Проводник долго неподвижно смотрел на меня, потом мрачно усмехнулся, ничего не ответил… Несколько странно! Я вошел в вагон… В таком вагоне хорошо ездить в тюрьму — для того, чтобы дальнейшая жизнь не казалась такой уж тяжелой. Облезлые полки, затхлый запах напомнили мне о самых тяжких моментах моей жизни — причем не столько бывших, сколько о будущих!

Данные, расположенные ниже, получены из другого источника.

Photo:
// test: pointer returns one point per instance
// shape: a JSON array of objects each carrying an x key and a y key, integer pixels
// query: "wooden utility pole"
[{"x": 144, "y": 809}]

При этом — хотя бы купе должны быть двухместные, раз уплачено за СВ — вместо этого спокойно, не моргнув глазом, запускают в купе явно четырехместные! Что ж это делается?! Я рванулся к проводнику, но на полдороге застыл… Не стоит, пожалуй… Еще начнет разглядывать билет — а это, как говорится, чревато… Дело в том, что на билете написано «бесплатный». Мне его без очереди взял старичок с палочкой (очередь была огромная, а билетов не было) — и только когда он получил с меня деньги и исчез, я заметил эту надпись, встрепенулся, но старичка уже не было… Видимо, ему, как знатному железнодорожнику, положен бесплатный, но я-то не знатный… так что этот вопрос лучше не углублять. Не настолько мы безупречны, чтобы качать права… поэтому с нами и делают что хотят. Минус на минус… Пыльненький плюсик. Я попытался протереть окно, но основная грязь была с внешней стороны. Главное — было бы хоть тепло… уж больно сложный и допотопный отопительный агрегат предстал передо мною в тамбуре… Я подул на пальцы. Толстая шерстяная кофта на нашем проводнике внушала мне все большие опасения. Наверное, и не бреется он ради тепла?
Я сдвинул скрипучую дверь, вышел в тамбур. Сразу за мной, тоже решившись, вышел пассажир из соседнего купе.
— Скажите, а чай будет? — дружелюбно обратился он к проводнику.
— Нет,— не поворачивая головы на толстой шее, просипел проводник. Слово это можно было напечатать на облаке пара, выходящего изо рта.
— Как — нет?
— Так — нет! Можешь топить без угля?
— А что — угля нет?
— Представь себе! — усмехнулся проводник.
— На железной дороге нет угля?! — воскликнул я.— Да пойти к паровозу…
— Хватился! Паровозов давно уж нет!
— А вагон этот — с тех времен? — догадался я.
Проводник, как бы впервые услышав что-то толковое, повернулся ко мне.
— С тех самых!
— Так зачем же их прицепляют?!
— А у тебя другие есть? — Усмехнувшись, проводник снова уставился в проем двери, выходящей на пустую платформу.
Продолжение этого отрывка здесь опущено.